Il existe dans l'histoire de toute œuvre littéraire (une fois qu'elle est achevée, c'est‑à‑dire au moment où le public la reçoit) des accidents, ou des événements, qui permettent à cette œuvre d'exister – qui sont donc « génétiques » – mais qui en même temps la dégradent, détruisent une partie de son intégrité – et qui sont donc tout ensemble génétiques et non‑génétiques : nous dirons « lysogénétiques ». Appelons ainsi toutes les métamorphoses qu'une œuvre littéraire doit accepter ou rechercher pour survivre. Il s'agira, par exemple :

  • – de la transcription écrite, dans le cas d'un conte ou d'une épopée de tradition orale ;

  • – de toutes les formes d'adaptation (théâtrale, cinématographique, télévisuelle) ou de traduction (dans une langue étrangère) d'une œuvre imprimée ;

  • – et, pour les romans du XIXe siècle, plus particulièrement, du passage du volume au feuilleton (dans cette situation, l'antériorité chronologique ne doit pas masquer le processus : si le feuilleton précède la publication en volume, du point de vue linguistique il est postérieur ; même les auteurs de mélodrames populaires, engagés dans la poursuite d'intrigues à rebondissements continuels, ne le conçoivent jamais que comme une forme seconde, un moyen pour réaliser un projet global, et non comme une fin).

Raconter l'histoire lysogénétique d'une œuvre littéraire, c'est donc contribuer à l'étude sociologique de sa réception, en dépassant le cadre des simples jugements critiques émis au moment de la parution pour atteindre cette réalité si insaisissable du public contemporain.

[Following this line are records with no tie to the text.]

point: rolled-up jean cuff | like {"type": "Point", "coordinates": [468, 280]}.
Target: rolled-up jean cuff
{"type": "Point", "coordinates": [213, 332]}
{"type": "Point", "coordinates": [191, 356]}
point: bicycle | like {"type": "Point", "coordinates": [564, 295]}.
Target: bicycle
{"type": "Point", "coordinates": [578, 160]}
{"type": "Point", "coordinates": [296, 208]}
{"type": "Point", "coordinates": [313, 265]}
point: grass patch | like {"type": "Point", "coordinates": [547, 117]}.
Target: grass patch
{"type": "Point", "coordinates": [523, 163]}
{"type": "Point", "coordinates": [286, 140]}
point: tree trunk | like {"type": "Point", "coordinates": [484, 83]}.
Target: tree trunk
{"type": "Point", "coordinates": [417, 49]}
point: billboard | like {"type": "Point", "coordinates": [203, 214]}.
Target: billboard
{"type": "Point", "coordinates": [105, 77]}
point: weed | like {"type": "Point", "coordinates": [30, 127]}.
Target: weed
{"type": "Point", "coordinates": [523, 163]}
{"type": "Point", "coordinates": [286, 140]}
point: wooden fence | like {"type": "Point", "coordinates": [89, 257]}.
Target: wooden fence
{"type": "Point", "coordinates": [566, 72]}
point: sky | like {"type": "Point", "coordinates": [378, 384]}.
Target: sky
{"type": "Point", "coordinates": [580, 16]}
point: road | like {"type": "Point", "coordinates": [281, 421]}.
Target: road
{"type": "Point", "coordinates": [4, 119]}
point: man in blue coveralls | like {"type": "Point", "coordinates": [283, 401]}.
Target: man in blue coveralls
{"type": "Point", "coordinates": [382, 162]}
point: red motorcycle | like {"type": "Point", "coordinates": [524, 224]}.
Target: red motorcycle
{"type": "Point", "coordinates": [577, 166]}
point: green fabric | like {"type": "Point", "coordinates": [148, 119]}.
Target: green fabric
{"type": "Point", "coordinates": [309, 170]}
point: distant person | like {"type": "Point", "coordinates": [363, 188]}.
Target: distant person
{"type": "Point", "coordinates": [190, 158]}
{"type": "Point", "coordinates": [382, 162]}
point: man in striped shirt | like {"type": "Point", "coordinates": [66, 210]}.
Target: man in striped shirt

De ce point de vue, l'exemple de Germinal est riche d'enseignements. Œuvre à succès dès sa parution en mars 1885 (le tirage initial, le 2 mars, est de 44000 exemplaires), traduit dans pratiquement tous les pays d'Europe, le roman de Zola n'a pu connaître une telle diffusion sans subir divers « accidents » matériels ou intellectuels.
Dans le cadre de cet article, nous en examinerons seulement deux : la publication en feuilleton et les transformations textuelles du roman – en laissant de côté l'épisode complexe de l'adaptation théâtrale et de la polémique sur la censure qui a occupé l'automne 18851.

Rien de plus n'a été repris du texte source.